Faculty Advisor: Holly Wichman and Craig Miller
Using ΦX174 to model recovery of attenuated viral vaccines
Live, attenuated viral vaccines, like the influenza vaccine, have been used for many years to effectively reduce the threat of infectious diseases. However, some of these attenuated viruses are only a few mutations away from regaining virulence. This study uses bacteriophage ΦX174, a virus that infects bacteria, to model the effects that different types and levels of attenuation have on the recovery of the phage back to a more virulent form. Data gathered from this experiment can be used to design attenuated vaccines that are safer and more robust. A set of seven attenuated phage constructs, three each with attenuation in a single gene and the remainder with those genes combined in every possible configuration. Each phage construct was evolved individually, over five generations, by passaging in liquid culture. Each construct was grown to high titer to ensure the highest possible chance of evolving a fitness-increasing mutation.
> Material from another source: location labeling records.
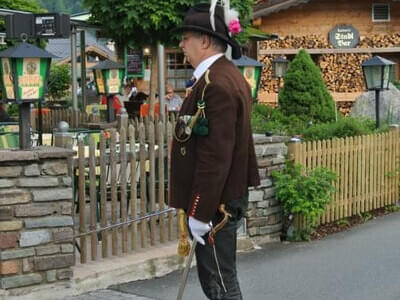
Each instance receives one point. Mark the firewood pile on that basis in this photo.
(380, 41)
(342, 73)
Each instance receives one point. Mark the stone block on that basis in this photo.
(273, 210)
(51, 275)
(274, 219)
(270, 229)
(274, 201)
(262, 204)
(52, 194)
(253, 231)
(66, 181)
(18, 253)
(67, 248)
(269, 193)
(256, 195)
(27, 265)
(53, 262)
(6, 183)
(256, 222)
(8, 240)
(32, 170)
(9, 267)
(14, 196)
(33, 238)
(34, 210)
(6, 213)
(54, 167)
(64, 274)
(38, 182)
(20, 280)
(273, 149)
(57, 221)
(47, 250)
(63, 234)
(10, 171)
(10, 225)
(265, 183)
(264, 162)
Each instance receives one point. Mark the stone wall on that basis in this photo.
(36, 224)
(264, 216)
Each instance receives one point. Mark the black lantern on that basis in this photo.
(251, 70)
(108, 76)
(279, 67)
(24, 71)
(378, 73)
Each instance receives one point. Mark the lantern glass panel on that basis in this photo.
(98, 77)
(7, 79)
(373, 77)
(31, 76)
(113, 79)
(387, 76)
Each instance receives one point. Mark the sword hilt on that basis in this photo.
(219, 225)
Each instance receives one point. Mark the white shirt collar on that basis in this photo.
(205, 64)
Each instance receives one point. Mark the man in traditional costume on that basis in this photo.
(213, 160)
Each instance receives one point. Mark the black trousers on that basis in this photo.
(225, 246)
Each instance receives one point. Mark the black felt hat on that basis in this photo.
(198, 19)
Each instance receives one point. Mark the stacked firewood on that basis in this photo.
(342, 73)
(380, 41)
(296, 42)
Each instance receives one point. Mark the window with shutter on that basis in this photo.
(380, 12)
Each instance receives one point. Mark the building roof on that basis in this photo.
(267, 7)
(62, 47)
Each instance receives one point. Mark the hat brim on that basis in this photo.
(236, 52)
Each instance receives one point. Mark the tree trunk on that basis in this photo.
(153, 81)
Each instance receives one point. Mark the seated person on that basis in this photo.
(4, 117)
(172, 100)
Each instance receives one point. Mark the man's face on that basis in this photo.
(192, 48)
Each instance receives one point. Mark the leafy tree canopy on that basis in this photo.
(143, 23)
(305, 93)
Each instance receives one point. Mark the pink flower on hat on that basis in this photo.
(234, 26)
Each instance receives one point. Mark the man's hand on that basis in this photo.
(198, 229)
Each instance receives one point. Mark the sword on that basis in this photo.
(186, 270)
(192, 250)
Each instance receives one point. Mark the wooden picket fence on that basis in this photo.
(368, 169)
(114, 190)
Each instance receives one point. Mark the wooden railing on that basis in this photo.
(121, 185)
(368, 169)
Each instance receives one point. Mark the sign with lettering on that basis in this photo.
(344, 36)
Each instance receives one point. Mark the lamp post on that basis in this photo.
(279, 67)
(251, 70)
(24, 71)
(108, 76)
(378, 72)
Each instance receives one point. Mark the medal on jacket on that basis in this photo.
(197, 124)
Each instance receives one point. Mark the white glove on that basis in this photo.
(198, 229)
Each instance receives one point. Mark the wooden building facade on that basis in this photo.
(339, 35)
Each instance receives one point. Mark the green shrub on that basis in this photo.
(344, 127)
(59, 81)
(304, 192)
(304, 93)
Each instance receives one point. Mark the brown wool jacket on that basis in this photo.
(209, 170)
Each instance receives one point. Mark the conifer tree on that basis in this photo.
(304, 93)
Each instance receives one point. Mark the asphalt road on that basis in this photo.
(362, 263)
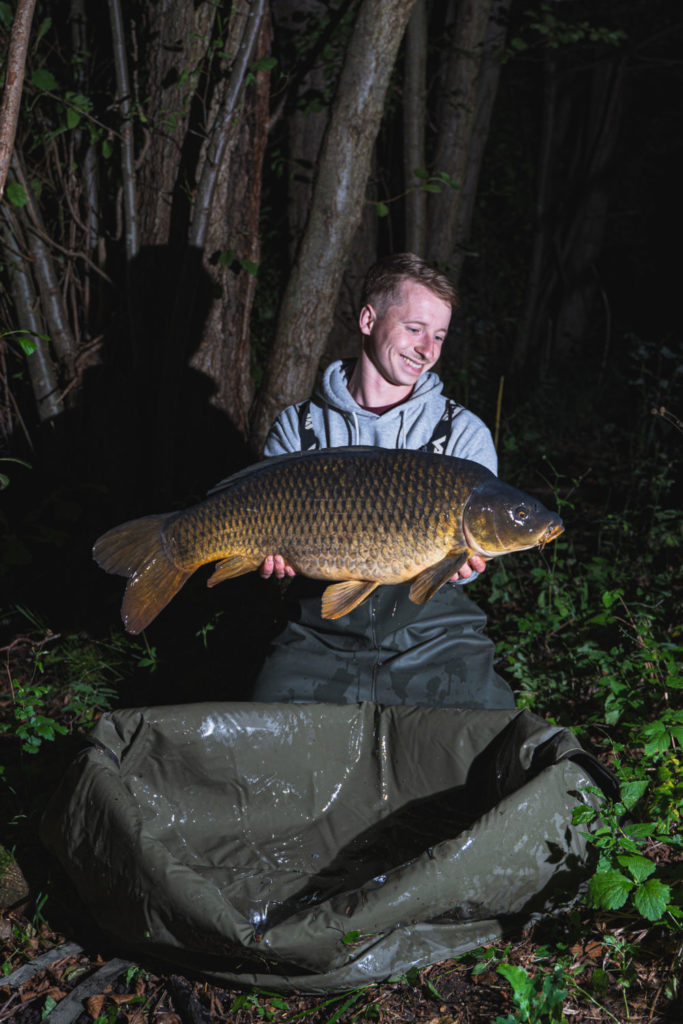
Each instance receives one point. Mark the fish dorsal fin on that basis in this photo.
(428, 582)
(232, 566)
(340, 598)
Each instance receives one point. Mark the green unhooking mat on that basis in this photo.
(319, 847)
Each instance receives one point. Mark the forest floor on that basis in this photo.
(609, 973)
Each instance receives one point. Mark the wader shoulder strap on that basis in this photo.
(436, 442)
(441, 432)
(309, 441)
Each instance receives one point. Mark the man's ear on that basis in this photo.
(367, 320)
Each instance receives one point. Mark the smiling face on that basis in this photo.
(403, 342)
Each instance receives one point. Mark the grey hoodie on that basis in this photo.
(337, 421)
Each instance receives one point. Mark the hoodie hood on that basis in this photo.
(333, 419)
(391, 429)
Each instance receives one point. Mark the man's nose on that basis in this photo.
(426, 345)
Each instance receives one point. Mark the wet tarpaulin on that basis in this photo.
(318, 847)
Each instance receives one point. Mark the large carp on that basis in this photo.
(361, 515)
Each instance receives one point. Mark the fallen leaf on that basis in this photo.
(94, 1006)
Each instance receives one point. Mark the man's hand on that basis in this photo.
(473, 564)
(276, 564)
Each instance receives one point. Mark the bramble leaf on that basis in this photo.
(639, 867)
(651, 899)
(609, 889)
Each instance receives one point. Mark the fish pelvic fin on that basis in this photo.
(428, 582)
(232, 566)
(340, 598)
(136, 550)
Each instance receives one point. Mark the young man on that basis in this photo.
(388, 650)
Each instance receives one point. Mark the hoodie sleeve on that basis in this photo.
(470, 438)
(284, 434)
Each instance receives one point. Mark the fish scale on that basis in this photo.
(360, 516)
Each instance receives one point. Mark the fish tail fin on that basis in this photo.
(136, 550)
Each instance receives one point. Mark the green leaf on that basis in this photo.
(640, 829)
(521, 982)
(609, 889)
(581, 815)
(44, 28)
(632, 792)
(48, 1007)
(16, 194)
(44, 80)
(639, 867)
(264, 64)
(651, 899)
(28, 345)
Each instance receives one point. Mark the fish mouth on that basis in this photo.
(553, 531)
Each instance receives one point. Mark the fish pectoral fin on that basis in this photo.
(232, 566)
(340, 598)
(428, 582)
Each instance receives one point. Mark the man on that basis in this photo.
(388, 650)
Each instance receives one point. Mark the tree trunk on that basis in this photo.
(494, 49)
(41, 369)
(415, 116)
(11, 97)
(224, 352)
(307, 308)
(456, 121)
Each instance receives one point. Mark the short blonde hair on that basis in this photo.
(381, 288)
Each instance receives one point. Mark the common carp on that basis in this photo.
(364, 516)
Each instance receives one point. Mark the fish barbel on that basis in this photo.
(363, 516)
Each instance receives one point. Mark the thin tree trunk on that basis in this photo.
(127, 141)
(41, 369)
(11, 97)
(456, 122)
(46, 278)
(494, 49)
(415, 116)
(223, 128)
(307, 310)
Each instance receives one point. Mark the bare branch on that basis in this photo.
(127, 147)
(11, 98)
(222, 130)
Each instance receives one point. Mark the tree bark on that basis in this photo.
(223, 355)
(415, 116)
(494, 49)
(308, 303)
(11, 97)
(456, 123)
(41, 369)
(131, 230)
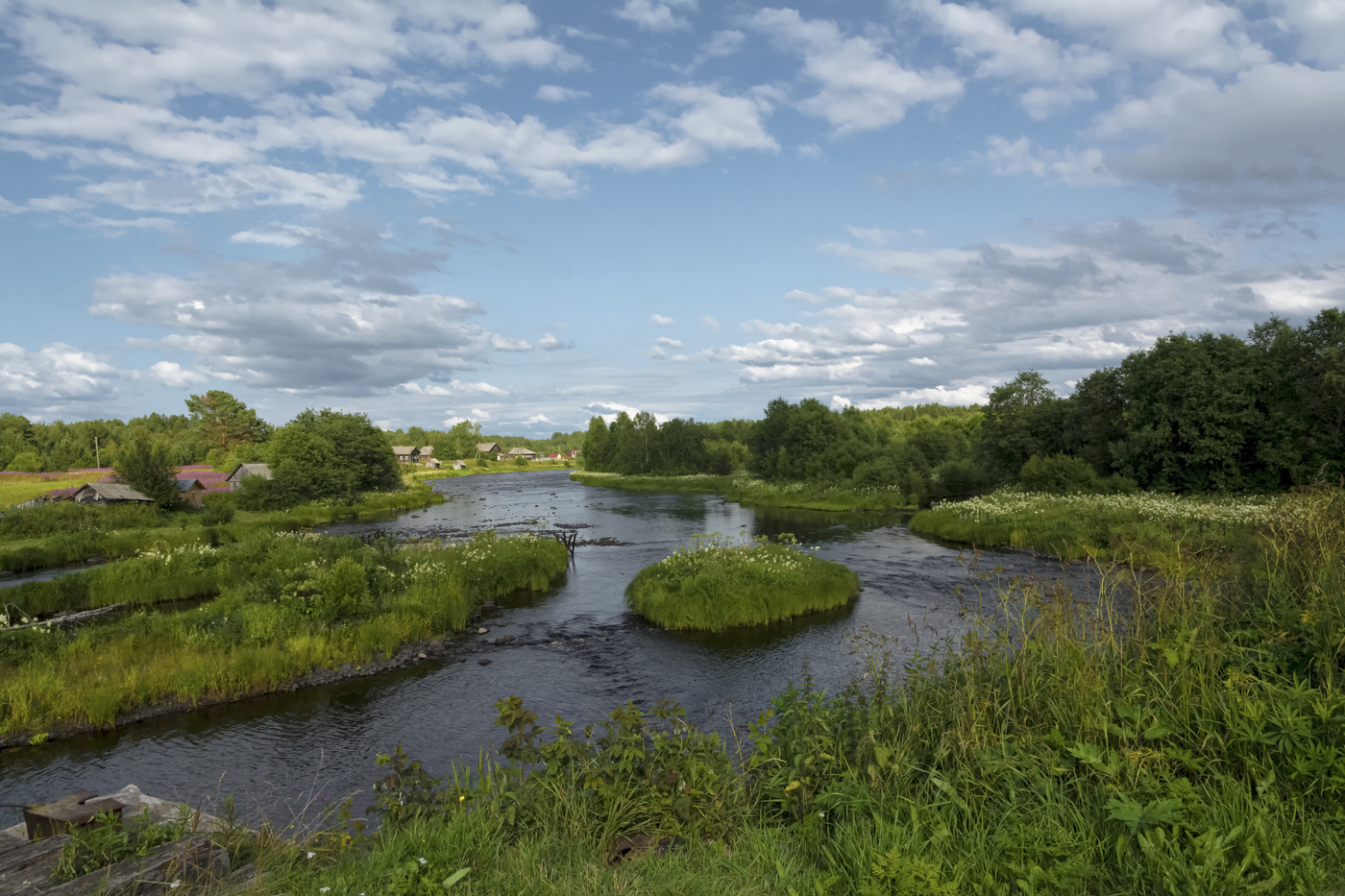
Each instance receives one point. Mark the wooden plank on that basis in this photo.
(30, 865)
(191, 861)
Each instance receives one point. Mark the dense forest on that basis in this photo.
(1190, 415)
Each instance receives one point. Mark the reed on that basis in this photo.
(719, 583)
(1125, 527)
(288, 604)
(1154, 735)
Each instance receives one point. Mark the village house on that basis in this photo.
(244, 472)
(190, 492)
(108, 493)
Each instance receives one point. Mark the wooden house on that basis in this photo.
(244, 472)
(108, 493)
(190, 492)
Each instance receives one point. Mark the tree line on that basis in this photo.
(1199, 413)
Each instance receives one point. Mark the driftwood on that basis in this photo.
(62, 620)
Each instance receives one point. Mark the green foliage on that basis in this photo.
(286, 604)
(218, 509)
(150, 469)
(719, 583)
(322, 455)
(224, 422)
(108, 839)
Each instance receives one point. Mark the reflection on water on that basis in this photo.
(578, 654)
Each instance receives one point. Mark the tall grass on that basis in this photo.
(1190, 744)
(720, 583)
(1103, 526)
(117, 532)
(746, 490)
(292, 604)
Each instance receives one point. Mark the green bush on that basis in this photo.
(1059, 475)
(219, 509)
(717, 583)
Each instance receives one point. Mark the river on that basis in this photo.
(580, 654)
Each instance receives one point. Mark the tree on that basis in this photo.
(225, 422)
(147, 467)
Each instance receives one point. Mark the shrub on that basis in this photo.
(1059, 475)
(219, 509)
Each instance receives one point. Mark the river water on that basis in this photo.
(578, 653)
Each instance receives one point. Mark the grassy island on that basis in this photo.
(266, 613)
(719, 583)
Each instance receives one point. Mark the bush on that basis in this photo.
(1059, 475)
(219, 509)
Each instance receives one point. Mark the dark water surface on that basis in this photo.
(275, 752)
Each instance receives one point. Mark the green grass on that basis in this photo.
(101, 533)
(1189, 745)
(295, 603)
(719, 583)
(746, 490)
(16, 489)
(1123, 527)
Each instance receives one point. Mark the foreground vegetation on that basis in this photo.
(1189, 745)
(720, 583)
(286, 604)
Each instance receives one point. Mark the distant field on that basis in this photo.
(16, 489)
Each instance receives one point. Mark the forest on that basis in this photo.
(1193, 415)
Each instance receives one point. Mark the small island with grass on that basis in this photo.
(720, 583)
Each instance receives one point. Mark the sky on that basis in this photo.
(528, 214)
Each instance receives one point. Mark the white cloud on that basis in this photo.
(863, 85)
(170, 373)
(655, 16)
(54, 378)
(553, 93)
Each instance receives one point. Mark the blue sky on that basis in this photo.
(528, 214)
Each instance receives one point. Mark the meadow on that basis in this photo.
(286, 604)
(720, 583)
(1118, 526)
(64, 533)
(1192, 744)
(748, 490)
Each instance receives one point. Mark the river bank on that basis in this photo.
(1055, 750)
(63, 547)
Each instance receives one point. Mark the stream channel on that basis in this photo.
(577, 653)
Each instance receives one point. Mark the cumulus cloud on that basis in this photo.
(553, 93)
(54, 378)
(170, 373)
(648, 15)
(863, 86)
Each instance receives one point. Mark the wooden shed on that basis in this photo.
(108, 493)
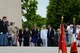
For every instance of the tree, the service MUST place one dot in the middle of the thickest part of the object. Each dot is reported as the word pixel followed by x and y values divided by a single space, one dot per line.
pixel 68 8
pixel 30 6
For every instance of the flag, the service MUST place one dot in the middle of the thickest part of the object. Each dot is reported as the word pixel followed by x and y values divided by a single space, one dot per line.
pixel 62 42
pixel 73 42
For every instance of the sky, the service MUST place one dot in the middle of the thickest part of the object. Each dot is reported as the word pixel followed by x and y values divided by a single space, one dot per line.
pixel 42 7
After each generation, the resulting phage population was plated to determine if the titer increased, and to visually look for mutant plaques, cleared areas of the lawn where a phage infected a host cell. This study found that of the seven constructs tested, only three resulted in increased fitness by the fifth passage. There also appeared to be a negative correlation between fitness of the starting construct before evolution, and how quickly the construct showed recovery. Further testing, including sequencing of putative mutants isolated from the passaging, will help us understand the relationship between viral recovery and degree of attenuation.